As the area is calculated using both the width and the height, I can maximise the width by starting the search from the first index and the last index. Therefore, the first comparison will have the maximum width but not necessarily the largest area as there may be a taller ‘wall’ that would result in a larger area. However, this means the search can be simplified as I can adjust the pointers such that the smaller ‘wall’ being pointed to is changed by either incrementing/decrementing the start/end pointers respectively. This means I can complete one search that ends in the middle of the array, and by that point I will have found the maximum area. Since this only requires one loop this will have a time complexity of $O(n)$.

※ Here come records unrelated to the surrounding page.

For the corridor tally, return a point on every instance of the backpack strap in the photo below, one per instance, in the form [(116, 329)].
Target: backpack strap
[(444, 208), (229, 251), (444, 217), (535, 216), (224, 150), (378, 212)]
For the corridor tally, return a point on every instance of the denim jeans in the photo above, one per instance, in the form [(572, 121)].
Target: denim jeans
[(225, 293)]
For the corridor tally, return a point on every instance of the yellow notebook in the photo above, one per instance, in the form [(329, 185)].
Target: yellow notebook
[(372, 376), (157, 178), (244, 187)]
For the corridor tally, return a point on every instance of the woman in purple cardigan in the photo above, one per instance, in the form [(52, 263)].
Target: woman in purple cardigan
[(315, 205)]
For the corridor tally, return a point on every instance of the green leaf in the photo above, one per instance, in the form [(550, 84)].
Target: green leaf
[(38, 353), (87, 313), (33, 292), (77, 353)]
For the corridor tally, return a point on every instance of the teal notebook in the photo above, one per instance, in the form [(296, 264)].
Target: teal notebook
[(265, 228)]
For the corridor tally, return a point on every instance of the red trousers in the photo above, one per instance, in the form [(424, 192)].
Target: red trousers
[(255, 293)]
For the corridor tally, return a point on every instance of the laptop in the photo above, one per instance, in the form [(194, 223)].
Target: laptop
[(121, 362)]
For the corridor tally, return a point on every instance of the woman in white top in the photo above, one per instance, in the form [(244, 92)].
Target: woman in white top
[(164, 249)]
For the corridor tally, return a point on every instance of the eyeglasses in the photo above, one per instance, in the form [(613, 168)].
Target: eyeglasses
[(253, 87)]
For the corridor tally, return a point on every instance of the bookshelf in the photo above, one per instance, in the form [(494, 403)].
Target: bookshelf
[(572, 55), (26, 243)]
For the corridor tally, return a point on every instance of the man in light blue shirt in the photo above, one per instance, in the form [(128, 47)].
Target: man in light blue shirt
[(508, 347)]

My two pointers need to point to the start and the end of the array which is achieved as follows:

start = 0
end = len(height) - 1

The loop needs to catch when the entire array has been traversed. Since the starting and ending pointers will be closing in on eachother, I can check for when they overlap which indicates all indexes have been explored. The only other difference is the movement of the pointers which is achieved by adjusting the pointer that points to the smaller wall:

if (height[start] <= height[end]):
    start += 1
else:
    end -= 1

I now have a complete solution.

Complete solution#

class Solution:
    def maxArea(self, height: List[int]) -> int:
        maxArea = 0
        
        # Start and end pointers
        start = 0
        end = len(height) - 1
        
        while (start < end):
            # Width * height
            area = (end - start) * min(height[start], height[end])
            
            if (area > maxArea):
                maxArea = area

            # Increment/decrement to iterate over the smaller heights
            if (height[start] <= height[end]):
                start += 1
            else:
                end -= 1

        return maxArea

Reflection#

This was an enjoyable challenge as it reinforced the idea of the important of efficient code. I am not satisfied with my solution still as I think that it can be condensed and optimised, so this is something I explored. After looking at other solutions in Python, the only key difference seemed to be the use of shorter variable names. I could refactor my solution slightly such that I would not have to use the min() function, but there does not seem to be much benefit in doing so.